I wouldn’t call it a rip off, I’d call it capitalism! I for one will just continue to use they’re oil and here’s why.
“Lawyers”! If I install anything other than they’re oil in a system and my customer loses steering it becomes me that the customer now owns. If you put anything other than they’re fluid or they’re approved fluid in and there is a failure then you don’t have a leg to stand on either. It don’t matter what the failure was or if it even had anything to do with what fluid was used. Could be a broken bolt but wrong fluid is wrong fluid in the eyes of the court. Also, I am just not willing to risk my customers or anyone elses lives over a few bucks! Use Sea star or Sea star approved fluids in your boat folks, it’s not worth it. We don’t boat or fish to save money these days and if you think you are just add up all the reciepts and get back with me on that.


----------



## anytide (Jul 30, 2009)

save the seastar can and refill it......


----------



## Guest (Jun 29, 2018)

anytide said:


> save the seastar can and refill it......

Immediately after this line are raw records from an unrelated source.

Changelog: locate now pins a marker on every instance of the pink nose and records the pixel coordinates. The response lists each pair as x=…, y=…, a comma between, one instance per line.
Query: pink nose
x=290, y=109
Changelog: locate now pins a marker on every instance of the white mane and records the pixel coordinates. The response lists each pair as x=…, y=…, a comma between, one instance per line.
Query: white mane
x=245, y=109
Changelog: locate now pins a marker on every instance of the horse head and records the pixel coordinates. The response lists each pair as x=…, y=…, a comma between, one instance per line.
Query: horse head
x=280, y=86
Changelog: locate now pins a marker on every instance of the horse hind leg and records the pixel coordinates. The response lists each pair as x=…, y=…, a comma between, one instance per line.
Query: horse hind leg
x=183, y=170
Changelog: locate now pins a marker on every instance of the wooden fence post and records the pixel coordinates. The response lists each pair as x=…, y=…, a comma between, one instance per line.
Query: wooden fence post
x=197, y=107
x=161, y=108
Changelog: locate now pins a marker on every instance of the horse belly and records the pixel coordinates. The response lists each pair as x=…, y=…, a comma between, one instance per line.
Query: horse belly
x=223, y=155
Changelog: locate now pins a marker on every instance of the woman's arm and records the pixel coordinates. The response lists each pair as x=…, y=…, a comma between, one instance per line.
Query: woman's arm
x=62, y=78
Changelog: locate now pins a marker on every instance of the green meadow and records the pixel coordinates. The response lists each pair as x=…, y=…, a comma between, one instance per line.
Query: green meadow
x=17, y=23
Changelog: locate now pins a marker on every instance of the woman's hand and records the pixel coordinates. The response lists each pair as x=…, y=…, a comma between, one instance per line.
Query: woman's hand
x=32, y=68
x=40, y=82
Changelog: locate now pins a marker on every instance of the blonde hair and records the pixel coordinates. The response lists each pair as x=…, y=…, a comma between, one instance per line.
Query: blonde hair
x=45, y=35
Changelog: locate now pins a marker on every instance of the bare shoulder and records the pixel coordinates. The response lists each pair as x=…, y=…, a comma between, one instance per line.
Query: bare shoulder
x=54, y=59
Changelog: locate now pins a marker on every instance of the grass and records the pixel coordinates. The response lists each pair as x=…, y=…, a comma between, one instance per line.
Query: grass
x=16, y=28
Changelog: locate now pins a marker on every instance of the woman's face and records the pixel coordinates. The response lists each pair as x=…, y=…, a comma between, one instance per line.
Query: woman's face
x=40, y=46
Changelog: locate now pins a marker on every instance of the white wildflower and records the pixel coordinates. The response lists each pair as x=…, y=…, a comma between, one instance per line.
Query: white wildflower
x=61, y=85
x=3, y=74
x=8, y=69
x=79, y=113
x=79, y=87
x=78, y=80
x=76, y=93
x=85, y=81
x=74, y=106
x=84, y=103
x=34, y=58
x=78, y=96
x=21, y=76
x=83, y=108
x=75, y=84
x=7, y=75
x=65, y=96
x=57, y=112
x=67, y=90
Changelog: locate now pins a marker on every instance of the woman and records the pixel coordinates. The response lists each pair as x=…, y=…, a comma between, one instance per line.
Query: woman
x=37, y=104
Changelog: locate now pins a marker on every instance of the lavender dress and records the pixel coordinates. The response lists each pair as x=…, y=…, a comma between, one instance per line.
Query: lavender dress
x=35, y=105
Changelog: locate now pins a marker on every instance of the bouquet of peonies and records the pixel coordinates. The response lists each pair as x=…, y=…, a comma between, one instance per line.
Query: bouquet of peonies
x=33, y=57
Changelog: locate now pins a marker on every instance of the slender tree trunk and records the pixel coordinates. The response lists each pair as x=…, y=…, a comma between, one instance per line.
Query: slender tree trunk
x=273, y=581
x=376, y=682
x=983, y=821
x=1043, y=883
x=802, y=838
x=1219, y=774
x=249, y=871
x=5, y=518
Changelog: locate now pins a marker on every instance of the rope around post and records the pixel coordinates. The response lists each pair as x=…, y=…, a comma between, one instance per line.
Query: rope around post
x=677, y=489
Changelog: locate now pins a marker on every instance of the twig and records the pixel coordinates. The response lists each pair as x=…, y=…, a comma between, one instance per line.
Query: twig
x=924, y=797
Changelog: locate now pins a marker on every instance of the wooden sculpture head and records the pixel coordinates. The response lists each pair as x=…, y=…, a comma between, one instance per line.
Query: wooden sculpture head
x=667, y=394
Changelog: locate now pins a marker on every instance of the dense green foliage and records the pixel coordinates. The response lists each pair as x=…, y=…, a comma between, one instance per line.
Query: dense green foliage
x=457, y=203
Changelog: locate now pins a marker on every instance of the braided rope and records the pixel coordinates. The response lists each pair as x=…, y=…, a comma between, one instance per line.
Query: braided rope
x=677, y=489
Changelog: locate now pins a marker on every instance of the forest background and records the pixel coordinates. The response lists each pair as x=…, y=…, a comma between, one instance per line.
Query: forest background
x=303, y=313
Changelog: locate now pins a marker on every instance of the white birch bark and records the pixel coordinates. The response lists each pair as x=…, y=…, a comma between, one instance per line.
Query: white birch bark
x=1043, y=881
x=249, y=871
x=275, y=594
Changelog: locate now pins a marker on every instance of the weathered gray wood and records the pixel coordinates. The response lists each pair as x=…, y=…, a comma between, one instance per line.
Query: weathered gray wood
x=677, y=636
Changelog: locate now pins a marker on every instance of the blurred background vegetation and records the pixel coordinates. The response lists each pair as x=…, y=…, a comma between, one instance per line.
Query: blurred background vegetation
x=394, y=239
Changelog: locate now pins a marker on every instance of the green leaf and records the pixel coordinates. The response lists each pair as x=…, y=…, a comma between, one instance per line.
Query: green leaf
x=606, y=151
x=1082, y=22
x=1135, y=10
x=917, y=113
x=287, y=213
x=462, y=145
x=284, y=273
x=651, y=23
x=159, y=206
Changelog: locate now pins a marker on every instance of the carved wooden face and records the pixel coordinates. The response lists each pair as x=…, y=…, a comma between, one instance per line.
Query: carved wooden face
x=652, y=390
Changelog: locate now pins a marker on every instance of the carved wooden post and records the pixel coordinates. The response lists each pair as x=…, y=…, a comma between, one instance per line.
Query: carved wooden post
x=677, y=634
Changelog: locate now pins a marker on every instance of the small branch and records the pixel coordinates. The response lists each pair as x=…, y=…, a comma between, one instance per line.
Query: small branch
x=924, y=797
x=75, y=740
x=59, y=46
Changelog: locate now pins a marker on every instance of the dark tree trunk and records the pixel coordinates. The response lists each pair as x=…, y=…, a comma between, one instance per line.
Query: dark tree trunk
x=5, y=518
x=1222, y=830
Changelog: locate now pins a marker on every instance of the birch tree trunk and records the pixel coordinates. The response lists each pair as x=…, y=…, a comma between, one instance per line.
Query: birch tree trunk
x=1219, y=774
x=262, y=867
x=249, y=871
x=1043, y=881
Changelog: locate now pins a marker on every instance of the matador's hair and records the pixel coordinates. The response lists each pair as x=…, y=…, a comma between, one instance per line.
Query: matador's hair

Oh how I wish it were that simple. Don’t get me wrong, I agree that the price is high and that hydro oil is probably the same stuff. It’s just not a risk that I am willing to take.


----------



## anytide (Jul 30, 2009)

yeah i get it..... joking.
oil and gas are the cheapest thing youll spend money on anyways...

derail.... mopar coolant is $60.00 gal. for my jeep.. 
beats walking,

back to you bob.


----------